Gov. Tom Wolf, saying 'virus is out to get us,' vetoes spectator bill

Erie Times-News (TNS)
Gov. Tom Wolf speaks to media at York Grace Brethren Church in York City, Tuesday, Sept. 15, 2020. Dawn J. Sagert photo

Gov. Tom Wolf said Monday morning that he will veto House Bill 2787, which allows schools to determine their own spectator policy for high school sports.

"That will be today," Wolf said when asked about the status of the veto during a news conference Monday morning. "First off, schools already have the ability to decide whether or not they do sports. As to how many fans they can have together, I'm always amazed politicians thinking they can wave a magic wand and suspend reality. Next I'm waiting for someone to come along and say we are going to suspend the law of gravity."

Wolf later followed through on his promise and vetoed the bill.

Currently, Wolf has a mitigation order in place that indoor events should not exceed 25 people and outdoor events should not exceed 250. Last week, his mitigation orders on people limitations were ruled unconstitutional by a federal judge, but Wolf is appealing that decision.

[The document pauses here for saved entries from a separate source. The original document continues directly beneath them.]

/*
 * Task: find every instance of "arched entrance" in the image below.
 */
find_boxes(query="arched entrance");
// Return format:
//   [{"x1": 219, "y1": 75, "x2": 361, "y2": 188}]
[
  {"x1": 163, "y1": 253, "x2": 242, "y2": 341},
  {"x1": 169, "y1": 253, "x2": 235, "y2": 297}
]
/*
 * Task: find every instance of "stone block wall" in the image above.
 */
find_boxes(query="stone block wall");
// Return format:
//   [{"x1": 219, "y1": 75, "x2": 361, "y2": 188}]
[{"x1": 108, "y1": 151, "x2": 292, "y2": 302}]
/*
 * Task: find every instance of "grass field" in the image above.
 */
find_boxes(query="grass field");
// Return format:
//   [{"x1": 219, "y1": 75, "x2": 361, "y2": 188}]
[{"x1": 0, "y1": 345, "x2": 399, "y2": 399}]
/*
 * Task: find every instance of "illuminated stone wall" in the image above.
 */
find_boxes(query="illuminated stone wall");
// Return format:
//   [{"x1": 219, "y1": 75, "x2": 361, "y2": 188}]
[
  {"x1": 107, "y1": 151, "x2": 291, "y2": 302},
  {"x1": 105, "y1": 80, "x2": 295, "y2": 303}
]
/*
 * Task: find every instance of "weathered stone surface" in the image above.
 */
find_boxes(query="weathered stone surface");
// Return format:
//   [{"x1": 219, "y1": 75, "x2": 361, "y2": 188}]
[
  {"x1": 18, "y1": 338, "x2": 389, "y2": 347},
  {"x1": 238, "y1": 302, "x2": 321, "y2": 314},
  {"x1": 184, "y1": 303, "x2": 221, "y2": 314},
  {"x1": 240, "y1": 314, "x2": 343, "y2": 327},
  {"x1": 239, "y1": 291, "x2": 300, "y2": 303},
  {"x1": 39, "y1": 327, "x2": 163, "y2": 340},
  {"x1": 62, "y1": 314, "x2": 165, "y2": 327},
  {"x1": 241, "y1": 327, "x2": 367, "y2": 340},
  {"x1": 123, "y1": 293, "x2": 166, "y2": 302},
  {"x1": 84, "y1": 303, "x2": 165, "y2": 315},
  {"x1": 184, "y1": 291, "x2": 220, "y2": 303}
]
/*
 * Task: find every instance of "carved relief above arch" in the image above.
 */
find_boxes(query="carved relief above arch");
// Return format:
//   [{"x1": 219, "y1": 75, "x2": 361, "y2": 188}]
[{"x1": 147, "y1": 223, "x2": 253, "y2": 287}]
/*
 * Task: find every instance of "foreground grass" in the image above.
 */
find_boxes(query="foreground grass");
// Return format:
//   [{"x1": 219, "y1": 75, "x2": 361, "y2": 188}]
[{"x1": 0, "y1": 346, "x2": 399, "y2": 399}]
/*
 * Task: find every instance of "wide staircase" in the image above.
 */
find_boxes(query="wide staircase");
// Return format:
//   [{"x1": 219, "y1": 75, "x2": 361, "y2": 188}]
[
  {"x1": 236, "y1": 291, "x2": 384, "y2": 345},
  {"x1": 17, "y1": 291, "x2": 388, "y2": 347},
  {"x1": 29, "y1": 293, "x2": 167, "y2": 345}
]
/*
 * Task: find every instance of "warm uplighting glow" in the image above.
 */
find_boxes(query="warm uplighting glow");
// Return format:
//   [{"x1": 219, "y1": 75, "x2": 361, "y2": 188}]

On Friday, the Pennsylvania Department of Education released a statement asking school districts around the state to enforce the 25/250 limits for the time being while he appealed the court ruling and decided what to do with HB 2787.

Wolf went on to say Monday that "school districts are going to do what they do, but there is a virus out there and that virus really likes it when you bring a lot of people together, that's what we know.

"You ignore that at your peril. You ignore reality, and the reality is that the virus is out to get us. As much as I hate that fact, and everyone hates that fact, it's a fact. Instead of ignoring it, we should figure out what to do to keep that virus from infecting too many people."

HB 2787 was introduced by the house on Sept. 2 and passed by a 155-47 vote. It was sent to the Pennsylvania senate a few days later for debate and passed 39-11 on Sept. 9. The bill was sent to Wolf, who had 10 days to sign or veto the bill, and Monday was the 10th day since the bill hit his desk.

Wolf's veto means that the house and the senate can vote to override the veto and make the bill a law, but both the house and senate would need a two-thirds majority vote for the override.

"Apparently the folks who voted for this decided they wanted to ignore that reality (virus)," Wolf said. "I can't and I don't think Pennsylvanians can ignore that reality so I'm going to veto it."